An AER handshake-less modular infrastructure PCB with x8 2.5Gbps LVDS serial links by Iakymchuk, T. et al.
An AER handshake-less modular infrastructure PCB 
with x8 2.5Gbps LVDS serial links 
T. Iakymchuk1, A. Rosado1, T. Serrano-Gotarredona2,
B. Linares-Barranco2
1ETSE. GPDS. Dpto. Ing. Electrónica. University of Valencia. 
2Instituto de Microelectrónica de Sevilla, IMSE-CNM (CSIC 
and Univ. Sevilla), SPAIN. bernabe@imse-cnm.csic.es 
A. Jiménez-Fernández, A. Linares-Barranco,
G. Jiménez-Moreno
Robotic and Technology of Computers Lab., Univ. Sevilla, 
SPAIN. 
Abstract— Nowadays spike-based brain processing emulation is 
taking off. Several EU and others worldwide projects are 
demonstrating this, like SpiNNaker, BrainScaleS, FACETS, or 
NeuroGrid. The larger the brain process emulation on silicon is, 
the higher the communication performance of the hosting 
platforms has to be. Many times the bottleneck of these system 
implementations is not on the performance inside a chip or a 
board, but in the communication between boards. This paper 
describes a novel modular Address-Event-Representation (AER) 

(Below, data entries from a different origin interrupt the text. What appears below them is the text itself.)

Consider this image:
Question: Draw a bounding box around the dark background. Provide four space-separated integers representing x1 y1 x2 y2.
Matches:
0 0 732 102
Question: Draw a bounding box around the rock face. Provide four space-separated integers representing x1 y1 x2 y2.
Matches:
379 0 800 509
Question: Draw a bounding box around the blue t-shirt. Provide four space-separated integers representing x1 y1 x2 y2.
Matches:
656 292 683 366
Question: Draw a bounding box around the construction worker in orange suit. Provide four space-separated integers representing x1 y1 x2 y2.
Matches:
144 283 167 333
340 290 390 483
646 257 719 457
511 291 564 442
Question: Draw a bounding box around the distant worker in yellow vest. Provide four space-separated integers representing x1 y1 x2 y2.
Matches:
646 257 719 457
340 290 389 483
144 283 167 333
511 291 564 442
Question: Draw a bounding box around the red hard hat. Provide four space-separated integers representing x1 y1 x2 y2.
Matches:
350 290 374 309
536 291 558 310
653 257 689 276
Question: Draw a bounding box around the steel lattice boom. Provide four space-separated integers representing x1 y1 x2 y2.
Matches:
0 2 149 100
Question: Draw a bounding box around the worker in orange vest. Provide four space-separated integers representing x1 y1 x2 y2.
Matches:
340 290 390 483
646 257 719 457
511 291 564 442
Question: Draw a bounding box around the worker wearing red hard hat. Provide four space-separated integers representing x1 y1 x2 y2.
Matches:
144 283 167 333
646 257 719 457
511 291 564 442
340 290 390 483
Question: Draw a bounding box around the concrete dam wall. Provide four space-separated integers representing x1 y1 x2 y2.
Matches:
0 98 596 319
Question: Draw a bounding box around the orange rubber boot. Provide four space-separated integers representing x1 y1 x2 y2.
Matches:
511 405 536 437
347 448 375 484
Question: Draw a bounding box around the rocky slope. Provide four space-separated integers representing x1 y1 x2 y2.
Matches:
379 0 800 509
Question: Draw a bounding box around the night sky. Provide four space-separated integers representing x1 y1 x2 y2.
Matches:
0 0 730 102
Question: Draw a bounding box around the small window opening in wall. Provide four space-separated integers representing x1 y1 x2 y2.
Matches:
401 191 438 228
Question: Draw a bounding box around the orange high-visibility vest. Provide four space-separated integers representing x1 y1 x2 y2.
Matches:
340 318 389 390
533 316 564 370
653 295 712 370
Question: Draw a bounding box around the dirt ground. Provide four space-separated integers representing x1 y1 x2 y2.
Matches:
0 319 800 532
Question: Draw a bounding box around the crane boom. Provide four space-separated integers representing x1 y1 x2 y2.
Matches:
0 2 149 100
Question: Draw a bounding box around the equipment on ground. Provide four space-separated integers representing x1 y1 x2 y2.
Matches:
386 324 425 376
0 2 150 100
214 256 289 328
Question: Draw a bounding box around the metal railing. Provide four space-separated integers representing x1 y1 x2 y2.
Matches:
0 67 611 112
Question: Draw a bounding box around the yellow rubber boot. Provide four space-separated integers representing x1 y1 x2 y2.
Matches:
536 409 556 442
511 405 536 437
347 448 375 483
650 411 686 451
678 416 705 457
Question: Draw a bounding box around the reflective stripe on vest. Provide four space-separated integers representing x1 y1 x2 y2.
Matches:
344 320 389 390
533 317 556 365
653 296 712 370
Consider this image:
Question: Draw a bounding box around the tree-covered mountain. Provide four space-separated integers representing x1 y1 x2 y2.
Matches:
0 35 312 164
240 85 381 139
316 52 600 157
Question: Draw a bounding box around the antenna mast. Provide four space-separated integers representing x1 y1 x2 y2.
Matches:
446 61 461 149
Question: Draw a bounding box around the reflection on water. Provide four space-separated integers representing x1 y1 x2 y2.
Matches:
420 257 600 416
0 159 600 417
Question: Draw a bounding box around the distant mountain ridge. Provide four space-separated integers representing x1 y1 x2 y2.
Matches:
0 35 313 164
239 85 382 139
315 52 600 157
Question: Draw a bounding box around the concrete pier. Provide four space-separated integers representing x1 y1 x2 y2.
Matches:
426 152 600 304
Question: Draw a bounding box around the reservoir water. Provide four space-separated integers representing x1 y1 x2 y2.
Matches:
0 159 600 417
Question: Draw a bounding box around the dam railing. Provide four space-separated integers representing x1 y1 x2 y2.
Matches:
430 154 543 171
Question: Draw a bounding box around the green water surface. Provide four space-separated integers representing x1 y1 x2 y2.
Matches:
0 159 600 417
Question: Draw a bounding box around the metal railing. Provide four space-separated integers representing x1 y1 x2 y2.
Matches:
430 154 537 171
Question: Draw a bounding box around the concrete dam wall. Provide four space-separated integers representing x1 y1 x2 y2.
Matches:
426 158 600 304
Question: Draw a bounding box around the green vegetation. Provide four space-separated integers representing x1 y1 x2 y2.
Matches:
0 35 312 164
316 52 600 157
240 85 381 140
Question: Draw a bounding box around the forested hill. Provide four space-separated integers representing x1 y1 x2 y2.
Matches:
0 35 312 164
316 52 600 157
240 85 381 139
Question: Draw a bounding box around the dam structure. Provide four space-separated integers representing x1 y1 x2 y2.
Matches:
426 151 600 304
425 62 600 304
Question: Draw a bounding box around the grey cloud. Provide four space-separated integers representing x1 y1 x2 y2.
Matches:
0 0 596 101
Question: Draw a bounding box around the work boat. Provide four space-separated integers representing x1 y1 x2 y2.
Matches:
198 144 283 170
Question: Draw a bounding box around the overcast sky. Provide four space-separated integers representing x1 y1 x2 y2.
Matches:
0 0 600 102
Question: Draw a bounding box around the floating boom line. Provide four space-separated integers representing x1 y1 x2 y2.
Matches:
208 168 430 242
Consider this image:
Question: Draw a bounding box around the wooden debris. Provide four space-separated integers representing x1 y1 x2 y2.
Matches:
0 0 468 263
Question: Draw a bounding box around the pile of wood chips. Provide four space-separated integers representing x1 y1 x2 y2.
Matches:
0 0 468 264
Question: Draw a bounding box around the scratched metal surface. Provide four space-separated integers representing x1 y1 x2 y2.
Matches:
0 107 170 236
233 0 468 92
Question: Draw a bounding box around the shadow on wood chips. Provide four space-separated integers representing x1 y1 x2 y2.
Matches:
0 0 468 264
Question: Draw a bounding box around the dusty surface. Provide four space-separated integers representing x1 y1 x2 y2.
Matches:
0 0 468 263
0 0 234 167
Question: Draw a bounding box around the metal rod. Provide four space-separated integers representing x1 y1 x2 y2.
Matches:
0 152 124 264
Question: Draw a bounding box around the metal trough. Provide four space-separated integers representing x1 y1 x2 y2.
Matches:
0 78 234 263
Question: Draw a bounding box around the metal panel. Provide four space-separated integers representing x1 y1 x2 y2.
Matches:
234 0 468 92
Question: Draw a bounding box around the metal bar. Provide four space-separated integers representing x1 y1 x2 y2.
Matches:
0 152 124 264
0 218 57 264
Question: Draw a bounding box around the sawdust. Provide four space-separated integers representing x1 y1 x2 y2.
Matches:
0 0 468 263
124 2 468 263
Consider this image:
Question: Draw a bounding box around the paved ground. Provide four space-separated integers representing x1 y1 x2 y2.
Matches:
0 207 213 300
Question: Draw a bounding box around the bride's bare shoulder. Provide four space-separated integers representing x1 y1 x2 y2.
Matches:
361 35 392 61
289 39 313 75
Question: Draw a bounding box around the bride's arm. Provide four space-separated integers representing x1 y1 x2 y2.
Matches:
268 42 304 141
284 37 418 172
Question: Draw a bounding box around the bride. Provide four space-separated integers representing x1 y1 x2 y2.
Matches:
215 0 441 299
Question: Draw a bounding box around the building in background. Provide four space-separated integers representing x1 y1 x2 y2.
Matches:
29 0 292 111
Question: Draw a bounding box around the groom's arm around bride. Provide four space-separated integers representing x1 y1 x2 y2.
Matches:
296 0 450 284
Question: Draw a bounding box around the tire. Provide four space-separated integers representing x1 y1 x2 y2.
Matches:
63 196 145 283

FPGA-based (Spartan6) infrastructure PCB (the AER-Node 
board) with 2.5Gbps LVDS high speed serial links over SATA 
cables that offers a peak performance of 32-bit 62.5Meps (Mega 
events per second) on board-to-board communications. The 
board allows back compatibility with parallel AER devices 
supporting up to x2 28-bit parallel data with asynchronous 
handshake. These boards also allow modular expansion 
functionality through several daughter boards. The paper is 
focused on describing in detail the LVDS serial interface and 
presenting its performance. 
I. INTRODUCTION
Address Event Representation (AER) is a communication 
protocol born at the end of the eighties [1] when neuro-
inspired researchers faced the problem of communicating off-
chip thousands of on-chip VLSI neurons with only a few pins. 
Originally, AER multiplexed in time the neurons spike 
activity into a high-speed asynchronous handshaked digital 
bus. Since then, AER based systems have grown in 
complexity and resources, requiring higher and higher 
communication bandwidths and logic resources. This situation 
has enabled the construction of ambitious infrastructures that 
could emulate processes in a similar way as a brain does. 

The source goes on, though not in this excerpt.